Compared to REM sleep, the conditions in non-REM sleep are less ideal for promoting synaptic plasticity. For example, acetylcholine and calcium-dependent genes are expressed at low levels or are absent altogether during non-REM sleep. However, researchers have proposed that non-REM sleep might be important for the later stages of memory consolidation, rather than the initial conversion of short-term memories to long-term memories. In support of this, protein synthesis, which is required for long-term but not short-term potentiation (strengthening) of synapses, is increased during non-REM sleep. Therefore, the induction of protein synthesis during non-REM sleep may act to strengthen the synapses that were sufficiently potentiated during wakefulness. 

Although the majority of research on sleep and memory focuses on the role of the hippocampus in memory consolidation, a recent study has provided evidence that the thalamus might also play a role in memory consolidation during sleep. In this study, memory encoding (when memories are initially stored) during a visual task was shown to increase the activity of sensory relay nuclei of the thalamus in mice. Following a night of sleep, the primary visual cortex also showed evidence of a potentiated response to the visual task. Together, these findings suggest that task-related information may be passed from the thalamus to the primary visual cortex, resulting in the formation of a corresponding memory during sleep.

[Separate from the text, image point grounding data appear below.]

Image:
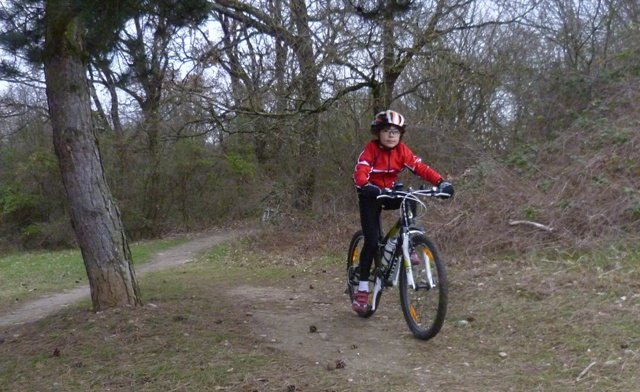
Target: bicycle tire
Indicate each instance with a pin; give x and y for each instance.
(353, 273)
(424, 309)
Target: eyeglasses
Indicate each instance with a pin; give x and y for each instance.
(391, 132)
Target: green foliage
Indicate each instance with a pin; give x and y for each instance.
(29, 274)
(240, 165)
(523, 158)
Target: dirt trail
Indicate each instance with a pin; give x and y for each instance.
(42, 307)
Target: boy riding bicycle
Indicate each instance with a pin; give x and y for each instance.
(378, 167)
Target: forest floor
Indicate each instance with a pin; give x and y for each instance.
(262, 317)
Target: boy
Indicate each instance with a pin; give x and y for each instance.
(378, 167)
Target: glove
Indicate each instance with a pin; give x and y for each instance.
(445, 187)
(370, 190)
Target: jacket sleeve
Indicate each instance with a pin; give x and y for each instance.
(364, 166)
(415, 164)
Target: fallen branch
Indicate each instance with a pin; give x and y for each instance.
(534, 224)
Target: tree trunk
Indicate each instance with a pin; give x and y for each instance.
(94, 214)
(308, 153)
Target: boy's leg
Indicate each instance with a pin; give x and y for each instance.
(370, 221)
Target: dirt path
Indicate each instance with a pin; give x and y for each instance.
(42, 307)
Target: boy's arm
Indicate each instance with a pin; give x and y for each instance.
(364, 166)
(415, 164)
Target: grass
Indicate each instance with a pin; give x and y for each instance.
(181, 340)
(541, 323)
(28, 275)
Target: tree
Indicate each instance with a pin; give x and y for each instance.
(61, 41)
(94, 214)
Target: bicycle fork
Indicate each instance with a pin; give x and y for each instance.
(407, 264)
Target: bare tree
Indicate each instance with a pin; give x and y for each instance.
(94, 214)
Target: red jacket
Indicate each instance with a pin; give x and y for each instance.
(381, 166)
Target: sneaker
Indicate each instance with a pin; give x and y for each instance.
(360, 302)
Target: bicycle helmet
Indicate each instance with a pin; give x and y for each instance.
(387, 118)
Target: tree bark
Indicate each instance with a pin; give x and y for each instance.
(94, 214)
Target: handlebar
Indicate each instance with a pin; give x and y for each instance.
(412, 193)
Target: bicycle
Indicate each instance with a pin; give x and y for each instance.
(406, 256)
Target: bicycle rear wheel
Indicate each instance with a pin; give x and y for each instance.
(424, 307)
(353, 273)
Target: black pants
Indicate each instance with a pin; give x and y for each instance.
(370, 210)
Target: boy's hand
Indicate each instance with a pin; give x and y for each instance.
(370, 189)
(446, 187)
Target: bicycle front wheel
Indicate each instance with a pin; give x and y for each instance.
(425, 306)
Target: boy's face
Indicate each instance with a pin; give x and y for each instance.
(390, 137)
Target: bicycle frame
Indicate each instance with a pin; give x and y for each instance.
(403, 228)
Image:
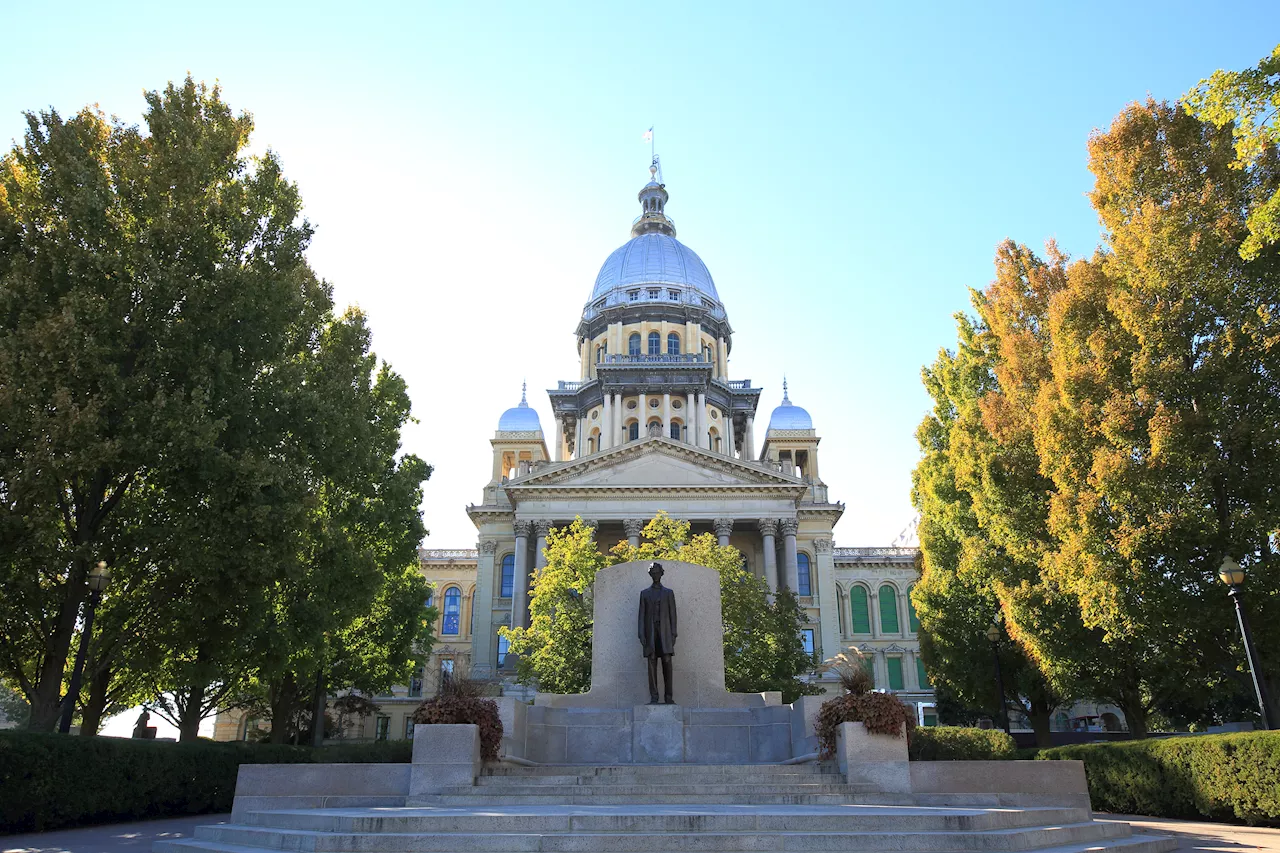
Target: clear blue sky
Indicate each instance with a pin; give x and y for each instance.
(844, 169)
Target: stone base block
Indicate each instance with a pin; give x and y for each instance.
(444, 756)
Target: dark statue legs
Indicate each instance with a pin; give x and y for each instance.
(666, 679)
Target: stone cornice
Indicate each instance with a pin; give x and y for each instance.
(562, 471)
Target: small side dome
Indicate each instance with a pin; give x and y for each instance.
(520, 419)
(787, 415)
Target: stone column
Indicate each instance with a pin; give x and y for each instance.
(769, 529)
(606, 423)
(520, 588)
(632, 527)
(823, 569)
(481, 641)
(789, 528)
(723, 528)
(540, 529)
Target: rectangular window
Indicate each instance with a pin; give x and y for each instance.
(895, 673)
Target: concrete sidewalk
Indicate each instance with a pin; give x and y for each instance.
(137, 838)
(114, 838)
(1193, 835)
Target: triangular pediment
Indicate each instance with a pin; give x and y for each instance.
(657, 463)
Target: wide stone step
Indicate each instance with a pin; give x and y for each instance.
(641, 790)
(684, 820)
(659, 770)
(798, 838)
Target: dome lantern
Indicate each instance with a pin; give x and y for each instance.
(520, 418)
(653, 203)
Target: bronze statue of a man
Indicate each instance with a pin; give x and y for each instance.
(657, 632)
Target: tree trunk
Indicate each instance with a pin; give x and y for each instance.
(91, 715)
(1040, 715)
(190, 714)
(46, 694)
(280, 698)
(1134, 714)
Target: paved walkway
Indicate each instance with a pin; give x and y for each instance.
(136, 838)
(1214, 838)
(115, 838)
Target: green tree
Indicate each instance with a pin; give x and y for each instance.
(146, 281)
(1248, 101)
(763, 648)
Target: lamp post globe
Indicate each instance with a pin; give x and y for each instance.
(97, 580)
(1233, 575)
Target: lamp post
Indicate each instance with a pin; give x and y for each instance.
(1233, 575)
(99, 578)
(993, 635)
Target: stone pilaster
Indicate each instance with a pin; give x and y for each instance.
(828, 594)
(790, 527)
(723, 528)
(520, 588)
(540, 529)
(768, 530)
(483, 641)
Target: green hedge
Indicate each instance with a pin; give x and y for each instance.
(49, 781)
(1216, 776)
(960, 743)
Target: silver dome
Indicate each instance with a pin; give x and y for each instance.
(787, 415)
(521, 418)
(654, 259)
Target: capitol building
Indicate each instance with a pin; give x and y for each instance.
(653, 422)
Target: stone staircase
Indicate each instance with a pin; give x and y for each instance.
(672, 808)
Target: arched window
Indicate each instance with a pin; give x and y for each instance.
(508, 576)
(452, 611)
(859, 610)
(888, 610)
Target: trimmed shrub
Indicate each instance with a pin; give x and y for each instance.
(960, 743)
(50, 781)
(1216, 776)
(880, 712)
(466, 708)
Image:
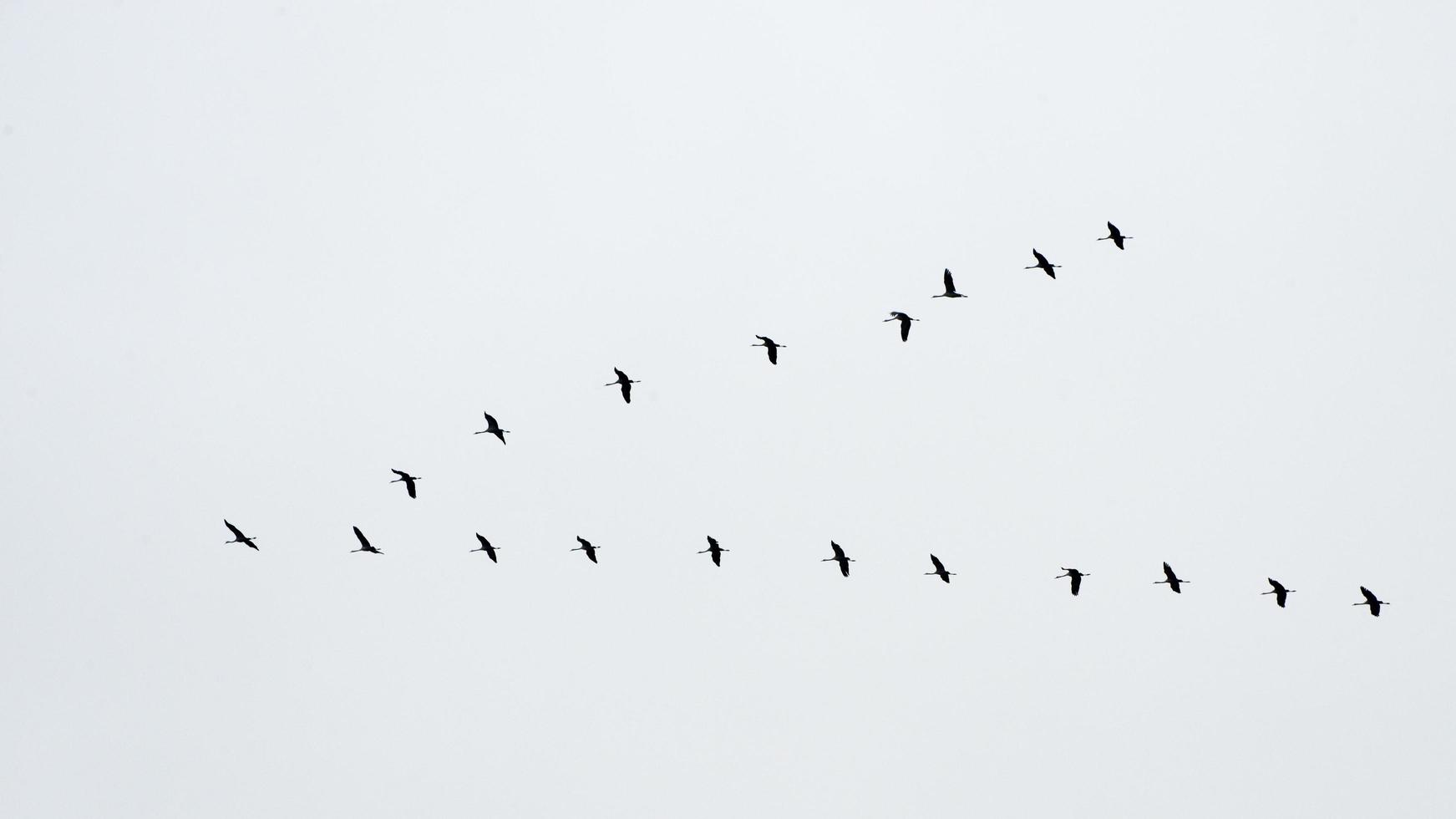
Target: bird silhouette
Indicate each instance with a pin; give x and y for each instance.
(715, 552)
(1043, 264)
(239, 537)
(485, 547)
(772, 347)
(839, 557)
(950, 289)
(493, 429)
(409, 481)
(940, 570)
(905, 323)
(1280, 592)
(627, 385)
(586, 547)
(1172, 579)
(364, 546)
(1117, 239)
(1372, 601)
(1076, 579)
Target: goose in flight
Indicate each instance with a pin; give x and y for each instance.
(950, 289)
(905, 323)
(239, 537)
(627, 385)
(493, 427)
(409, 481)
(1043, 264)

How does sleep help us forget?

Sleep research is centered around how we remember. However, sleep arguably plays just as important a role in the process of forgetting memories. The hippocampus serves as a temporary storage area for newly formed memories until they can be consolidated and integrated into long-term memory storage in the cortex. As a result, the hippocampus must be able to unlearn memories that have already been consolidated or memories that are not pertinent in order to store new memories. Research has shown that in addition to helping with memory consolidation, sleep is also important for unlearning memories. Studies in rats have shown that following sleep, there are widespread reductions in dendritic spines (protrusions on the dendrite that form synapses with nearby neurons) in the cortex as well as a reduction in receptors on glutamatergic neurons that are critical for memory and learning.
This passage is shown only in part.